MAKE MONEY BLOG$;In this issue of Forbes, just posted online, a former Nasdaq vice chairman named David Weild says in this story that small companies are America’s engine — and that the U.S. needs to launch a new stock exchange to promote them.
Why? To summarize, today’s financial markets have become enormous trading factories, dominated by super-fast traders who swap stocks, futures, options and other instruments in microseconds. Traders are arbitraging between various markets, bouncing between stock index futures on CME Group, stock options on the Chicago Board Options Exchange, and stocks at the New York Stock Exchange. All that trading drives profits at exchanges.
But the stock market is neglecting its onetime core: small companies. Good luck finding the next Apple or IBM to invest in. Fewer companies have been going public, says Weild. New public offerings were up modestly last year, but many small companies have been selling themselves and getting buried inside larger ones. Some, like Facebook, are selling stock in less transparent, secondary markets rather than listing on the New York Stock Exchange or Nasdaq.
And the country needs small companies to go public and grow. The best investments are in small companies on their way to becoming big ones, creating wealth and jobs in the process.

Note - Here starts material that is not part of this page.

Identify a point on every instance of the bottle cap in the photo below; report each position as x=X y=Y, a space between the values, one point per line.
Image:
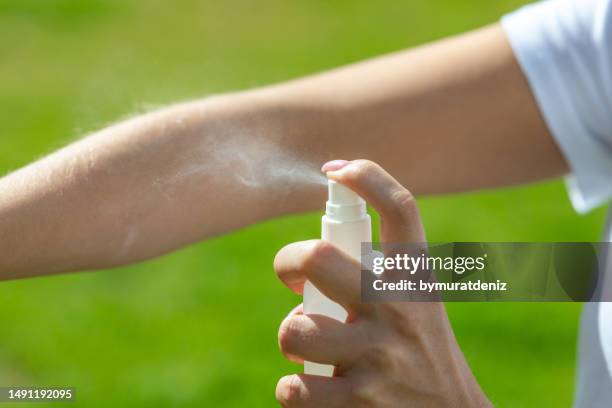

To fix the situation, the U.S. needs to recreate the stock market as it existed until a decade ago, Weild says. A new stock exchange that focuses on small companies is central to his plan, even though it could take an Act of Congress to create.
Interestingly, although most news headlines about Nasdaq lately have been about its continuing interest in the NYSE, the current chief of Nasdaq OMX Group (Weild’s former employer) recently told Steve Forbes in an interview posted here that he plans to create a market geared to smaller companies. “We have great optimism that that will be a great feeder system to Nasdaq the market itself, but most importantly allowing these innovative growing companies to get public at a lot smaller scale than is possible today,” Nasdaq’s Bob Greifeld said. So it’s not just Weild talking — a small-cap stock exchange could be the next big thing.